The Lord says that we have to pray and indicates that without prayer we will give way to temptation. Thus prayer is essential for us to escape sin and keep our lives on the right path. While God offers many graces to overcome sin and live holy lives, those graces are often delivered through the doorway of prayer. Prayer is God’s way of knocking at the door of our heart; prayer is our way of answering. Prayer is God’s offer and prayer is our response. Jesus says,
Behold, I stand at the door and knock. If anyone hears my voice and opens the door, I will come in to him and eat with him, and he with me (Rev 3:20).
The shared meal referred to here, beyond its reference to the Eucharist, is also a sign of intimacy. While our culture is casual about eating (and just about everything else), in those days sharing a meal was not done with just anyone. Meals were shared with close family and friends. That is one reason that people of Jesus’ time were often surprised to see the people with whom Jesus shared meals. St. Peter also shocked the people of his time when he entered the household of a Gentile (Cornelius) and ate with him (Acts 10 & 11).
So, Jesus knocking at the door of our heart, seeking entrance, and sharing a meal, is a sign of reverence and intimacy. And we surely also need the food He offers: His Word and His Word made flesh.
Yes, prayer is both beautiful and essential.

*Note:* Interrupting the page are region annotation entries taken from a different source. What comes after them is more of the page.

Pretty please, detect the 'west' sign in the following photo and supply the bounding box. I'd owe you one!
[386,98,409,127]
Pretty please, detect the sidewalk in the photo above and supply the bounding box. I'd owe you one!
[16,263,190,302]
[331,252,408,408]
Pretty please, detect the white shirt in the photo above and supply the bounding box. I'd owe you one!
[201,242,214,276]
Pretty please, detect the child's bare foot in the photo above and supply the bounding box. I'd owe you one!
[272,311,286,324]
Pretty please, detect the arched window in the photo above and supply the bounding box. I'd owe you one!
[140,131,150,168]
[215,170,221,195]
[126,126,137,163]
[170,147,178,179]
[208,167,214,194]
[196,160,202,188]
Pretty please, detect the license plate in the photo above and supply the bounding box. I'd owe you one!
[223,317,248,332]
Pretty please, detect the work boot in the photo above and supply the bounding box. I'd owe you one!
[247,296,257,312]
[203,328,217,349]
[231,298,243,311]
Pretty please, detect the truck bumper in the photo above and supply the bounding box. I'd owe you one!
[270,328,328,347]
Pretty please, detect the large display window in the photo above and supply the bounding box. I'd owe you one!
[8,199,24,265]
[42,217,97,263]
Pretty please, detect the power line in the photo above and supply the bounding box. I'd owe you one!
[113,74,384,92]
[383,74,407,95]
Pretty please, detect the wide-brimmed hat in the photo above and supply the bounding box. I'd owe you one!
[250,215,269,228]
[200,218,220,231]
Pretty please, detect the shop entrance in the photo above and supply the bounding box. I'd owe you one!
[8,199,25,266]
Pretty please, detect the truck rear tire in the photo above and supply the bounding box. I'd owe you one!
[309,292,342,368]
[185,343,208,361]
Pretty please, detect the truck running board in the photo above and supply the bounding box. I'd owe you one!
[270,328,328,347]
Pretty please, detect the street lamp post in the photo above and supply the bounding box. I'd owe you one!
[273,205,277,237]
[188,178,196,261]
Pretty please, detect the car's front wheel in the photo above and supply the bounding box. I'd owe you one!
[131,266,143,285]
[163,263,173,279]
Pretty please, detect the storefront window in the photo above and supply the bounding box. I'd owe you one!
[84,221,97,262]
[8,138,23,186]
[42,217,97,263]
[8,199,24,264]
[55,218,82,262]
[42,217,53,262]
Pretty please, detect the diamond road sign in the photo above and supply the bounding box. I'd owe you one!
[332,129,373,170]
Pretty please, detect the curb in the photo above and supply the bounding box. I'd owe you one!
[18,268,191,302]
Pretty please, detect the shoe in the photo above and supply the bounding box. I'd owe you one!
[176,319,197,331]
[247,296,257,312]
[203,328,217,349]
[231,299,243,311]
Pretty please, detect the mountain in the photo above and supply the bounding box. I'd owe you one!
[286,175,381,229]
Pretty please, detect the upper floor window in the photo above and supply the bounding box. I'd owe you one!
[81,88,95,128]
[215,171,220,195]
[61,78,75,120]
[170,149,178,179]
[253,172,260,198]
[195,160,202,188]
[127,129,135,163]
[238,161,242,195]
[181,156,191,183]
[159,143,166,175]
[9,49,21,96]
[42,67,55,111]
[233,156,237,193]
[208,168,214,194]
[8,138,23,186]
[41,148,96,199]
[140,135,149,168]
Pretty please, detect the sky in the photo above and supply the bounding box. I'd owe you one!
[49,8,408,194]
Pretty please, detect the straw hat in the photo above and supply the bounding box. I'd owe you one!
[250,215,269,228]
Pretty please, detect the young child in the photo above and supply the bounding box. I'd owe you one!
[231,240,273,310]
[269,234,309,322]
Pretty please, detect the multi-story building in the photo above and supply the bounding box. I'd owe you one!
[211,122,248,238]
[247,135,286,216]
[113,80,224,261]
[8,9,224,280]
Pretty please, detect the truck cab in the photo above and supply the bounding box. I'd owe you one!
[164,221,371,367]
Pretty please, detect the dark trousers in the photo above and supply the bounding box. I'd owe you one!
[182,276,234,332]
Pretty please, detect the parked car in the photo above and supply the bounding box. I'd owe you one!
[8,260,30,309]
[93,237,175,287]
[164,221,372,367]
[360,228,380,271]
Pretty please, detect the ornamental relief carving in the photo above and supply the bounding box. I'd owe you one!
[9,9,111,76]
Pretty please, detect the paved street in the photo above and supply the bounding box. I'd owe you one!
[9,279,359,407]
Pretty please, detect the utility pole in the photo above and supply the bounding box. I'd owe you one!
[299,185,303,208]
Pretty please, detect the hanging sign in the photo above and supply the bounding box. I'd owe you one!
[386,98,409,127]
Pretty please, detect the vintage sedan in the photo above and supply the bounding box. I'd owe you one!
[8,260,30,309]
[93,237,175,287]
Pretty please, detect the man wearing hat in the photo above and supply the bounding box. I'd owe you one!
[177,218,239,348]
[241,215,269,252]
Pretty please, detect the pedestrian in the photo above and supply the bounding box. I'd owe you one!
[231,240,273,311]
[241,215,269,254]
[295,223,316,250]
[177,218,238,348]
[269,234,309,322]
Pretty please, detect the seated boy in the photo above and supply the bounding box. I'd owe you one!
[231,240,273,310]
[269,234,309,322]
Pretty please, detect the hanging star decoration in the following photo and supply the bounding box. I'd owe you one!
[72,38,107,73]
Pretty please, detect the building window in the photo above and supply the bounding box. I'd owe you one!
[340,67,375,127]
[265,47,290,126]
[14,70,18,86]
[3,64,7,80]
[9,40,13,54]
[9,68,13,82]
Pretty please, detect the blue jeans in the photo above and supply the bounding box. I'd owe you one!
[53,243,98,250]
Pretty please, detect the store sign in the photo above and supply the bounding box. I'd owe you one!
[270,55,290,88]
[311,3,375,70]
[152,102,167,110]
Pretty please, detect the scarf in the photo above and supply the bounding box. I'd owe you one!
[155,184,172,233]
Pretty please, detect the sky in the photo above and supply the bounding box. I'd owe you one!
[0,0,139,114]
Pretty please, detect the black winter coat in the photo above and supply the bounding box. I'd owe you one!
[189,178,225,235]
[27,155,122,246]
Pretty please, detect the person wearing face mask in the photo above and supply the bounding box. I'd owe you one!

Yet many Christians find prayer difficult. To some degree, our difficulties today are greater than in previous eras due to the constant noise and abundant distractions of our time. So noisy and frantic are our lives that sitting still and being silent is downright unnerving for many.
This is all the more reason that we must pray and pray well!
Learning to pray is not just a “fake it till you make it” proposition. As with any other area of life, we need to be taught; we can benefit from the experience of those who have gone before us. While it is true that prayer must be more than a “technique,” it is also true that prayer is more than a vague and purely subjective experience. Thus teaching can help us to find what is best and to avoid pitfalls that can discourage us.
Of all the books on prayer I recommend, The Fulfillment of All Desire by Dr. Ralph Martin is at the very top of my list. Anyone for whom I have been a spiritual director will attest that my first request of him or her is to obtain a copy of Dr. Martin’s book and begin reading it.
The book is valuable not only due to Ralph’s own wonderful insights, but also because he organizes and summarizes the teachings of the great Doctors of prayer (from the Catholic and Western traditions) so well. He draws heavily from St. Paul, St. Augustine, St. Teresa of Avila, St. John of the Cross, St. Catherine of Siena, St. Francis De Sales, St. Therese of Lisieux, St. Bernard of Clairvaux, and St. Thomas Aquinas.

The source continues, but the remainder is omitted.